Elucidating the Infrared Spectral Properties of Succinic Molecular Acid Crystals: Illustration of the Structure and the Hydrogen Bond Energies of the Crystal and Its Deuterated Analogs.

Herein, the infrared spectroscopic properties of molecular succinic acid crystals (SA) and their four isotopic analogs [C 2 H 4 (COOH) 2 , h 6 -SA; C 2 H 4 (COOD) 2 , d 2 -SA; C 2 D 4 (COOH) 2 , d 4 -SA; C 2 D 4 (COOD) 2 , d 6 -SA] are reported. The correlation between the structure of succinic acid molecules and their corresponding hydrogen bond energies is elucidated. The effects related to the isotopic dilution as well as the changes in the spectrum recording temperature on the fine structures of the v O-H and v O-D bands are interpreted. The infrared spectral anomalies detected in the spectra of isotopically neat succinic nanocrystal acids are confirmed by theoretical calculations using density functional theory (DFT). According to previous spectroscopic studies of succinic acid and those carried out for α,ω-dicarboxylic acids, a decent agreement between the experimental results and the theoretical DFT simulations is obtained.

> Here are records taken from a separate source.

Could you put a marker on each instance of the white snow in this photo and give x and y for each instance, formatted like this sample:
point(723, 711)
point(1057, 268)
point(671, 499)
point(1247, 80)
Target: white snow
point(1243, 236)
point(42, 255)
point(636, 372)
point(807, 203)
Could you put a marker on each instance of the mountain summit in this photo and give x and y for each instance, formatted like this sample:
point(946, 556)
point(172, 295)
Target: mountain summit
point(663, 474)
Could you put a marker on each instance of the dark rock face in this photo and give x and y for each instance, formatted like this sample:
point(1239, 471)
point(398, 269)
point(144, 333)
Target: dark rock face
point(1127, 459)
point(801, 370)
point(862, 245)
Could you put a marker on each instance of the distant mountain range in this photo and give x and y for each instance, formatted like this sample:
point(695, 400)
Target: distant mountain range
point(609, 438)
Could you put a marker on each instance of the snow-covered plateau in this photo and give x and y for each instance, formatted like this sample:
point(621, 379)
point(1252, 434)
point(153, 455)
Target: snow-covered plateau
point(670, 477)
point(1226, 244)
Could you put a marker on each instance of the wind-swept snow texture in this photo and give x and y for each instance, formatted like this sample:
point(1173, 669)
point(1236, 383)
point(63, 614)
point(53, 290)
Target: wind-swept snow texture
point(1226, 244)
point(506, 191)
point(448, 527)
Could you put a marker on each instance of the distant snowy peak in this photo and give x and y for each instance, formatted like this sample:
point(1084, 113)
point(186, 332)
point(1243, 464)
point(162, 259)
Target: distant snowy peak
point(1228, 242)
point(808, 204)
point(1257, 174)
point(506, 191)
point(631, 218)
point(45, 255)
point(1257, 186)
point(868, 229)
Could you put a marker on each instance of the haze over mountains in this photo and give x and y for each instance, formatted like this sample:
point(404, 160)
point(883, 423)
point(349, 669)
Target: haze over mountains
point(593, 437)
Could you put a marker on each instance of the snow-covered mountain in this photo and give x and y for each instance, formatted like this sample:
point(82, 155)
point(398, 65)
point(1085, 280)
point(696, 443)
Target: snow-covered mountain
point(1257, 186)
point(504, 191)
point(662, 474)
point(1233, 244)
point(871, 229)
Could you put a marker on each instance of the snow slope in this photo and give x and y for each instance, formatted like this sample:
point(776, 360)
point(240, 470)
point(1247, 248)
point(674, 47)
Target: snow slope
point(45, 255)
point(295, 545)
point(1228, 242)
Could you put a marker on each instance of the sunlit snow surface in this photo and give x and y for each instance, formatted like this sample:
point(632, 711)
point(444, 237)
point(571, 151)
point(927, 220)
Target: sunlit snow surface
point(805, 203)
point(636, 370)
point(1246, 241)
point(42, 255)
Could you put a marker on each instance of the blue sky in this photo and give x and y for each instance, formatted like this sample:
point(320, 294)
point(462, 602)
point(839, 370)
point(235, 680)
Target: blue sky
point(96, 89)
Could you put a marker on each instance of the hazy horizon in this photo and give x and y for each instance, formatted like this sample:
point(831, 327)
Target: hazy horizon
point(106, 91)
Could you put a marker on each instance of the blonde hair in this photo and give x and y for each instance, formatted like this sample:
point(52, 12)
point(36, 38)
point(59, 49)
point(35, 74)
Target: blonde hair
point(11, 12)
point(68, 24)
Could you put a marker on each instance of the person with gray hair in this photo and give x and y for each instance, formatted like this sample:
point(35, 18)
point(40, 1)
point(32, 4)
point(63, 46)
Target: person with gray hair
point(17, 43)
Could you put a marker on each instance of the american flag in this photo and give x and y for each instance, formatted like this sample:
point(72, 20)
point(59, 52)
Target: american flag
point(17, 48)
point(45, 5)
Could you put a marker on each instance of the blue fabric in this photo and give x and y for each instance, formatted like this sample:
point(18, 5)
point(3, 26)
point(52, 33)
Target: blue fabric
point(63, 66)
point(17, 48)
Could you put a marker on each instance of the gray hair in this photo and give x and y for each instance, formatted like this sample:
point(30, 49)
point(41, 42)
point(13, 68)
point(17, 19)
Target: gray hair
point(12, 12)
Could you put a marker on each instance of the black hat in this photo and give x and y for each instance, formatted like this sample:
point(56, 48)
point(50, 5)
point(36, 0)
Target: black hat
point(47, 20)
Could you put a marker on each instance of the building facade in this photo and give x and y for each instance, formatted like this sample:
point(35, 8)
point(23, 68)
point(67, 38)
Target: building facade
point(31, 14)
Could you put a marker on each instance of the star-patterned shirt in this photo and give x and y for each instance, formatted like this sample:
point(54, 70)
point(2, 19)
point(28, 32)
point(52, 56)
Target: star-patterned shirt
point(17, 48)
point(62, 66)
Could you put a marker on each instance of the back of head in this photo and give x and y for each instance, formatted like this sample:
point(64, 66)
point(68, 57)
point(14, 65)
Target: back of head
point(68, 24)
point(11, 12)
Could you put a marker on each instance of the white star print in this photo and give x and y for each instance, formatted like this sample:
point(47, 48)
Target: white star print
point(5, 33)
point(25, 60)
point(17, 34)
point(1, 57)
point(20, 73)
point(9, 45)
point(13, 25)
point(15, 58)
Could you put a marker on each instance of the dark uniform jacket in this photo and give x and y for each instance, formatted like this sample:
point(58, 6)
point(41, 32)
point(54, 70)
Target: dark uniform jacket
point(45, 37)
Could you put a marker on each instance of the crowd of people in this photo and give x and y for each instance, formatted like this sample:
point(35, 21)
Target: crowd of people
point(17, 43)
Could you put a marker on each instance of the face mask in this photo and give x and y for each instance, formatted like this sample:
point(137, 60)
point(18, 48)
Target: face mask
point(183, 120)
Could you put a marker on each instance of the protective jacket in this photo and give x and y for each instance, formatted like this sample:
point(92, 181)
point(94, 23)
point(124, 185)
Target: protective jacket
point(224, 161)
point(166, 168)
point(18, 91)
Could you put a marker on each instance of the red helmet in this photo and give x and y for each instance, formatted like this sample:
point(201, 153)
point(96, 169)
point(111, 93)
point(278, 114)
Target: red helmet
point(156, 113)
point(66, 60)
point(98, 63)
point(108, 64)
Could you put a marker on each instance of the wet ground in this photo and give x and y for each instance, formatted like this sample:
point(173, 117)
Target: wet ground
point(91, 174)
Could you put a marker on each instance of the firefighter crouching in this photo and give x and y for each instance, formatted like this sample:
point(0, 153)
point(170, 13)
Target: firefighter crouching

Moreover, the spectra of single crystals of the h 6 and d 4 succinic acid variants prove that the vibrational coupling mechanism between the (COOH) 2 cycles is rigorously convergent to that detected in the spectra of aromatic carboxylic acids, suggesting thereby that the promotion of symmetry-forbidden high stretching IR transitions plays a crucial role. Furthermore, the obtained experimental results reveal that the succinic acid shows a spectral behavior significantly different from that characteristic of hydrogen associations of other acids of homologous series, such as the glutaric, adipic, malonic, and pimelic acid crystals. The results obtained herein shed light on the way to explore the revealed structure of isotopic derivatives of succinic acid crystals and may prove to be useful results for understanding the nature of unconventional interactions as well as the macroscopic energy effects directing the development of hydrogen associations.